Albertson Megan, Sharma Jitendra
S D Med. 2014 Nov;67(11):455, 457-61, 463-5.
Cerebrovascular accidents (CVAs) are the leading cause of disability and the fourth leading cause of death in the U.S. The WHO defines stroke as "rapidly developing clinical signs of focal disturbance of cerebral function lasting more than 24 hours with no apparent cause other than of vascular origin." Strokes are subdivided into two major classifications: ischemic (80-87 percent) andhemorrhagic (13-20 percent). Ischemic strokes occur from thrombi, emboli, or global hypoperfusion. Hemorrhagic strokes are either parenchymal (10 percent of all strokes) or subarachnoid (3 percent of all strokes). There are a variety of recognized risk factors for stroke which include: age, race, family history, hypertension, diabetes mellitus, atherosclerosis, cardiac arrhythmias, prosthetic valves, hyperlipidemia, cigarette smoking, and others (drugs or hormones). The initial assessment of a patient suspected of stroke should be done quickly enough to ensure maximal reperfusion of brain tissue. The steps to achieve this goal are: 1) exclude an intracranial hemorrhage, 2) assess for contraindications to thrombolytics, 3) characterize the infarct. The workup for a patient should first include a history (especially the time when neurologic symptoms began), a physical exam (including the NIHSS), and imaging studies (to rule out hemorrhagic components). In addition, several lab studies can also be obtained including: PT/INR, glucose, complete blood count, metabolic panel, creatine kinase, ECG, echocardiogram, lipid panel, carotid Doppler, MRA or CTA. Acute management of a stroke is primarily focused on stabilizing the patient and allowing as much reperfusion as possible for at-risk brain tissue. Stroke management in the acute setting includes: use of thrombolytics if indicated, and re-assessment to monitor progression. Several trials have been completed in pursuit of safety and effectiveness of intra-arterial stroke therapy for patients outside the recommended thrombolytic time window, but so far they are only experimental treatment options. The best preventative measures for first time or recurrent stroke are: starting or switching antiplatelet therapy, treatment of cardiovascular risk factors (atrial fibrillation and carotid stenosis), optimization of hypertension, dyslipidemia and diabetes mellitus management, and smoking cessation.

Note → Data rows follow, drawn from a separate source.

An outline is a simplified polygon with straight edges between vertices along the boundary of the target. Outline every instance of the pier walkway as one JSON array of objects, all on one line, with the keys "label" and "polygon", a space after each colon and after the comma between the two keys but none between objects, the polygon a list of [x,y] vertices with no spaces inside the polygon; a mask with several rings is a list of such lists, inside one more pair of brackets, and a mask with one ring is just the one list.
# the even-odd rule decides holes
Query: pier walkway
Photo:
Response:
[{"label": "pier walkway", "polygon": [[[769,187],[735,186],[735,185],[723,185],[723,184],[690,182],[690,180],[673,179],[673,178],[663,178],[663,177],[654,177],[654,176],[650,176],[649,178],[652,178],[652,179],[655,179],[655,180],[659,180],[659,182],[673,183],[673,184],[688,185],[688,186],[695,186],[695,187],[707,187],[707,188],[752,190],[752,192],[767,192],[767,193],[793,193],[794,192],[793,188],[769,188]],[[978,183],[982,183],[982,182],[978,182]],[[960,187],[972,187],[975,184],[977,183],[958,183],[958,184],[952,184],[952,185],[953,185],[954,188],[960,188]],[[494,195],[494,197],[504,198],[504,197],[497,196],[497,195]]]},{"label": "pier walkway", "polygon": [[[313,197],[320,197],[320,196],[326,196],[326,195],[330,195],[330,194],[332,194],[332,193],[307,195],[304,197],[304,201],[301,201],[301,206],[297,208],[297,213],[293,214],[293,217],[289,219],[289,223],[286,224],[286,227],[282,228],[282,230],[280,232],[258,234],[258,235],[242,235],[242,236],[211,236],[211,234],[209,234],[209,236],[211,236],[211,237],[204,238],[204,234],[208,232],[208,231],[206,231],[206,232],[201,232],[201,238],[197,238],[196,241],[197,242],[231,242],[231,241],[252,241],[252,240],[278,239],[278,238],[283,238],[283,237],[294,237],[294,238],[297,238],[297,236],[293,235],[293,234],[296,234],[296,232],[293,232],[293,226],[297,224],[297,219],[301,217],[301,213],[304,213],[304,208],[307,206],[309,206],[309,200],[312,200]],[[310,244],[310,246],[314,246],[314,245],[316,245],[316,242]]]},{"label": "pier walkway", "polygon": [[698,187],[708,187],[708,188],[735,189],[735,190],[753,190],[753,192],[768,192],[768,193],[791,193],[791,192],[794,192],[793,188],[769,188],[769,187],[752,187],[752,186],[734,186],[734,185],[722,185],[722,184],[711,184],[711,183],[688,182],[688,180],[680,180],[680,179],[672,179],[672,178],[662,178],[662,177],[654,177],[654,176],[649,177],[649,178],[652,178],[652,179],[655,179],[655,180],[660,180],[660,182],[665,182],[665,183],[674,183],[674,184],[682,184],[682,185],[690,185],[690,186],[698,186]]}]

脑血管意外(CVA)是美国致残的主要原因,也是第四大死因。世界卫生组织将中风定义为“迅速发展的局灶性脑功能障碍的临床体征,持续超过24小时,且无明显病因,除非源于血管性。”中风主要分为两大类:缺血性(80%-87%)和出血性(13%-20%)。缺血性中风由血栓、栓子或全身性灌注不足引起。出血性中风要么是实质性的(占所有中风的10%),要么是蛛网膜下腔的(占所有中风的3%)。中风有多种公认的危险因素,包括:年龄、种族、家族史、高血压、糖尿病、动脉粥样硬化、心律失常、人工瓣膜、高脂血症、吸烟以及其他因素(药物或激素)。对疑似中风患者的初始评估应足够迅速,以确保脑组织最大程度地再灌注。实现这一目标的步骤如下:1)排除颅内出血;2)评估溶栓治疗的禁忌症;3)对梗死灶进行特征描述。对患者的检查首先应包括病史(尤其是神经症状开始的时间)、体格检查(包括美国国立卫生研究院卒中量表)和影像学检查(以排除出血成分)。此外,还可进行多项实验室检查,包括:凝血酶原时间/国际标准化比值、血糖、全血细胞计数、代谢指标、肌酸激酶、心电图、超声心动图、血脂指标、颈动脉多普勒检查、磁共振血管造影或CT血管造影。中风的急性处理主要集中在稳定患者病情,并为有风险的脑组织提供尽可能多的再灌注。急性中风的处理包括:如有指征,使用溶栓药物,并进行重新评估以监测病情进展。为了探寻动脉内中风治疗对于超出推荐溶栓时间窗的患者的安全性和有效性已完成了多项试验,但到目前为止,这些都只是实验性的治疗选择。首次或复发性中风的最佳预防措施包括:开始或更换抗血小板治疗、治疗心血管危险因素(心房颤动和颈动脉狭窄)、优化高血压治疗、血脂异常和糖尿病管理以及戒烟。